Preston Crown Court heard how the gang ringleader was former Romanian counter terrorism soldier Razvan Florinel Mitru, who arranged flights to the UK for the 11 women, provided them with accommodation and then touted their sexual services on the adult classified advertising website ‘viva street’.

Mitru, 31, also provided the women with a SIM card to receive 'bookings' from punters and transport for 'out calls', which took place in Blackburn, Burnley, Clitheroe, Nelson, and West Lancashire.

Prosecuting, Katherine Pierpoint said for that Mitru demanded a 50 per cent cut of the £120-per-hour earnings of the victims, who cannot be named for legal reasons. The court was told one woman was exploited into having sex with up to 30 men in a single month.

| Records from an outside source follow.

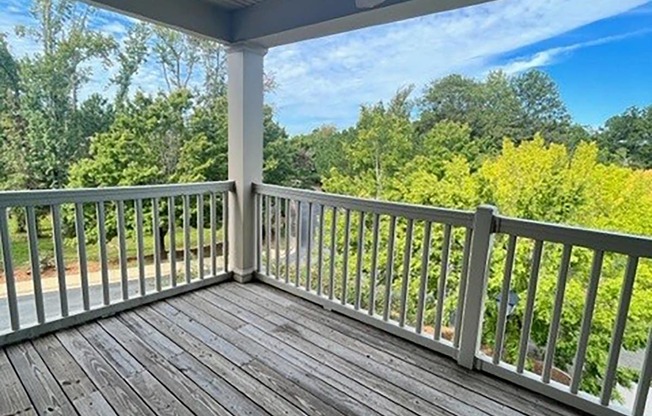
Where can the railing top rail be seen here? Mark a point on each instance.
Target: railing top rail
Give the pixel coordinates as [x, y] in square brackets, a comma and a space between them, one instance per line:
[630, 245]
[63, 196]
[415, 212]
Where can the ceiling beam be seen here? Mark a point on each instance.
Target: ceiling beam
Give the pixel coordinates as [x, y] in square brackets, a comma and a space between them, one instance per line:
[278, 22]
[192, 16]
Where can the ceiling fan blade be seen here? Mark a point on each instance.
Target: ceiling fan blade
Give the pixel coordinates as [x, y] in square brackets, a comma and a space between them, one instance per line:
[368, 4]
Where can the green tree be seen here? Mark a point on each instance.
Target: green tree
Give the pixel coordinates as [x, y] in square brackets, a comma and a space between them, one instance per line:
[382, 145]
[131, 56]
[627, 138]
[542, 108]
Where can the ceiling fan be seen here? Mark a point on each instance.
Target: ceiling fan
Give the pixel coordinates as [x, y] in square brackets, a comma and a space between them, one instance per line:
[368, 4]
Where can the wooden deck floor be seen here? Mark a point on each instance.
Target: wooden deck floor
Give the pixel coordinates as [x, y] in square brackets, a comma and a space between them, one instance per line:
[244, 350]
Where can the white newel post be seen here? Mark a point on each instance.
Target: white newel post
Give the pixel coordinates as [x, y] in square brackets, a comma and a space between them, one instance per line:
[481, 245]
[245, 93]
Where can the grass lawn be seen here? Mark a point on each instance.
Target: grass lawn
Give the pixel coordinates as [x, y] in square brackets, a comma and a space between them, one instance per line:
[20, 246]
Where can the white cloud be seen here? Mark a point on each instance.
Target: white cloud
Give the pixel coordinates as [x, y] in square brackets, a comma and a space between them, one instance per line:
[550, 56]
[325, 80]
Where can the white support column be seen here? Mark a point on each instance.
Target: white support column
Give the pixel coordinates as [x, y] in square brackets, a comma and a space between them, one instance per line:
[245, 93]
[482, 243]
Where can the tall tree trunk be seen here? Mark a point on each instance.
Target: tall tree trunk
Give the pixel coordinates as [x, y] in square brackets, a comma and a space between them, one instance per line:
[162, 232]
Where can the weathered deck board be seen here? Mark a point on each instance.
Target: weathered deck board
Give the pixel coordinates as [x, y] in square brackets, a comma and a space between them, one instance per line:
[344, 384]
[151, 391]
[429, 387]
[80, 390]
[42, 388]
[13, 398]
[245, 350]
[180, 385]
[268, 355]
[333, 324]
[114, 388]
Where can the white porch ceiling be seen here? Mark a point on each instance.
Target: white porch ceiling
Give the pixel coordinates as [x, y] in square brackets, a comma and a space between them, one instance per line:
[271, 23]
[235, 4]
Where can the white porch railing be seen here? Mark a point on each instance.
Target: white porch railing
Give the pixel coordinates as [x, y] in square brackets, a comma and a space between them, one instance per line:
[344, 254]
[36, 305]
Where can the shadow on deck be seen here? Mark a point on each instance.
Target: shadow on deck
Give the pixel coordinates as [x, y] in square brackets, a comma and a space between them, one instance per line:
[245, 350]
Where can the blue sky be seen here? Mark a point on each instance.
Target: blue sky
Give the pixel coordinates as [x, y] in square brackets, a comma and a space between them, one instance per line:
[599, 53]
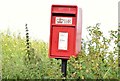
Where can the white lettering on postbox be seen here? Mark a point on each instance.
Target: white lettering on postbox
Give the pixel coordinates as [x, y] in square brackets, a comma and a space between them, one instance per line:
[63, 41]
[63, 20]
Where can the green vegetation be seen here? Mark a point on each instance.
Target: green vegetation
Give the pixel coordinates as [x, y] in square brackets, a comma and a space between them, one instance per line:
[96, 60]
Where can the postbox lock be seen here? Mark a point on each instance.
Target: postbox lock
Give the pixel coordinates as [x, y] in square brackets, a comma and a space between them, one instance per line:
[63, 41]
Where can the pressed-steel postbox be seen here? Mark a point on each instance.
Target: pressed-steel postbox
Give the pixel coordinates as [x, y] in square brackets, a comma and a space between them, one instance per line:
[65, 31]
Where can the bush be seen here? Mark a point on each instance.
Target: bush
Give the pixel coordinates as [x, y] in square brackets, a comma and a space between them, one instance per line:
[97, 59]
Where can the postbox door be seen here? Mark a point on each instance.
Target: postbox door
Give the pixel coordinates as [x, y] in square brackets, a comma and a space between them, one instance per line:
[63, 41]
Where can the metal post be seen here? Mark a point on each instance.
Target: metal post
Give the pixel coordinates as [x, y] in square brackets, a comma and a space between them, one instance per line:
[64, 67]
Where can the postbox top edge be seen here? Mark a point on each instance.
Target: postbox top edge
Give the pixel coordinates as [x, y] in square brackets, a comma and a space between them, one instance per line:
[55, 5]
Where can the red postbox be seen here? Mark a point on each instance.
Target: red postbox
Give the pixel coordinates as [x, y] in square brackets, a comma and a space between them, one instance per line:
[65, 31]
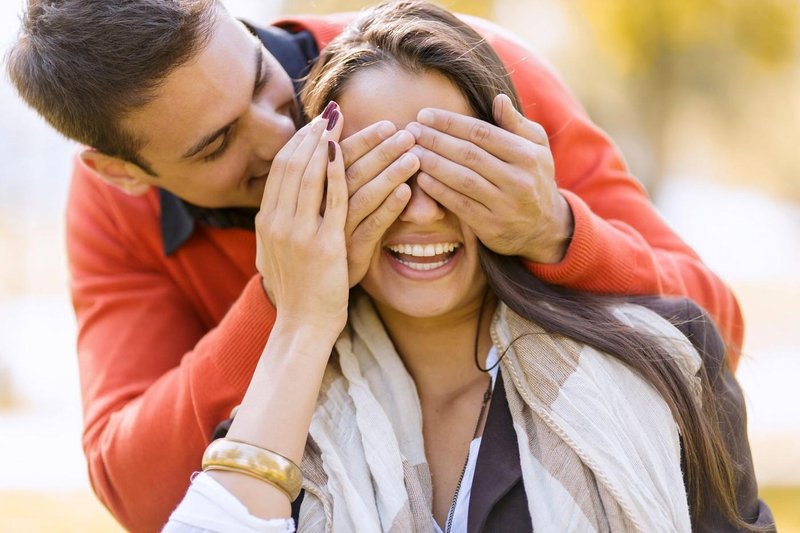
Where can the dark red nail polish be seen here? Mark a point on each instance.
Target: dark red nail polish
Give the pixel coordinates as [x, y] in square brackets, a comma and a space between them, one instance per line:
[328, 108]
[332, 119]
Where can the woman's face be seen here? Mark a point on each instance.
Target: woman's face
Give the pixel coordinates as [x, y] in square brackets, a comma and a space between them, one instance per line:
[427, 263]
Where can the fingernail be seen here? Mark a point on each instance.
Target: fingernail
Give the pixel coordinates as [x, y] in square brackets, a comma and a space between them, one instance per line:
[332, 119]
[386, 129]
[414, 129]
[408, 161]
[328, 108]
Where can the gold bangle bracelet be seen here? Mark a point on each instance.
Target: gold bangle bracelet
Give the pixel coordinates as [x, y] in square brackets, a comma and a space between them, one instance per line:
[266, 465]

Ms Pierpoint said: "It is not the prosecution's case these women were forced to work as prostitutes. However many of these women resorted to doing this work due to the desperate financial situation they found themselves in back in Romania. Some had children or dependants to support. Some were living in poverty. This criminal conspiracy sought to profit from their vulnerabilities."

Ms Pierpoint said Mitru was the lead figure in the conspiracy, which generated 'significant amounts of money'.

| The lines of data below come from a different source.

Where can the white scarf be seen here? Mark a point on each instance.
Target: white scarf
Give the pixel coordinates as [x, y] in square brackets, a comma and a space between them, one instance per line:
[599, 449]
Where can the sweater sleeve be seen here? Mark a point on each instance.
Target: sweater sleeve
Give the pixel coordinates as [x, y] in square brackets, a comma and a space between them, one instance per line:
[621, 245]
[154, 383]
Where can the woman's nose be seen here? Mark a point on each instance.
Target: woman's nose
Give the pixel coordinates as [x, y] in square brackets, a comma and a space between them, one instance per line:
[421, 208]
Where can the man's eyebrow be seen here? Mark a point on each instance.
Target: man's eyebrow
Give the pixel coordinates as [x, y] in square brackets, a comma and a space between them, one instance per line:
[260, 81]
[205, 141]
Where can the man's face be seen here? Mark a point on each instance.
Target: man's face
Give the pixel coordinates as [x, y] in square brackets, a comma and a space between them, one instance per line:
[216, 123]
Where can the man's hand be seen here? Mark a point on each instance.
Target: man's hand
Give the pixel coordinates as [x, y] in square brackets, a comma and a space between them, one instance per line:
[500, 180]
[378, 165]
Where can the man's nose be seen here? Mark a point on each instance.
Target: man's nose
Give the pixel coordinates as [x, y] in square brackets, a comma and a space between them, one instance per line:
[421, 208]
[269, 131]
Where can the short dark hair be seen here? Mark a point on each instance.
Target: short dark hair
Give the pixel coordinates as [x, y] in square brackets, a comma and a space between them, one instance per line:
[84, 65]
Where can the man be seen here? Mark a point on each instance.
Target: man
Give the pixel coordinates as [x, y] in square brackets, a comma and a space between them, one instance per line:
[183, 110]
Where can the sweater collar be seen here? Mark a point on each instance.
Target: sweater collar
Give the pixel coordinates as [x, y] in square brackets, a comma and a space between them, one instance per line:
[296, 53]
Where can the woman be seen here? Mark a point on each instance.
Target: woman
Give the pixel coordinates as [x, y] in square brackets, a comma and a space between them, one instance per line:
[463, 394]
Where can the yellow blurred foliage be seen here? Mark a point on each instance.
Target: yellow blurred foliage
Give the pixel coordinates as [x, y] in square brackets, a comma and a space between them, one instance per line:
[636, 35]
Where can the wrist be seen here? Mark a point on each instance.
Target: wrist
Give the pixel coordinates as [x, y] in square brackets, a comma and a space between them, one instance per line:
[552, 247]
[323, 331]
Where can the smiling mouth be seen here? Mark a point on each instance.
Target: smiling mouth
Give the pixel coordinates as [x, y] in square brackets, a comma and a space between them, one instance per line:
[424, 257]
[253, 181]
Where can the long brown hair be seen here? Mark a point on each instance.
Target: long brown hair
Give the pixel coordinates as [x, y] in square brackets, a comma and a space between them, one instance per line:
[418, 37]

The court heard how police started to unravel the conspiracy in 2016 when they visited a property in St Barnabas Street, Blackburn, which they believed was being used as a brothel. In that property they found Mitru another one of his co-defendants and two women working as prostitutes.

Following that raid the gang 'changed the way it ran its business' and introduced out calls.

Police continued to investigate and generated a 'significant amount of evidence, including covert observation, CCTV, automatic number plate recognition, mobile phone evidence, advertising booking information and flight booking information.

Ms Pierpoint said ANPR information taken between July 2016 and April 2017 showed vehicles connected to the defendants were on the roads between 10pm and 6am on 490 separate nights.

The court heard how at one stage Mitru, who had no legitimate form of income, had £27,500 in one of his bank accounts.

Defending, Michael Cogan said his client accepted he was motivated by money but many of his victims were already working as prostitutes before they arrived in the UK.

Mr Cogan said: "He knows he is going to receive an immediate custodial sentence. The reality is he is alone in this country. He knows he is going to be deported. Quite frankly he welcomes it."

Mitru and eight other men pleaded guilty conspiring to arrange or facilitate the travel of another with a view to exploitation.

They will be sentenced by Judge Robert Altham on Friday.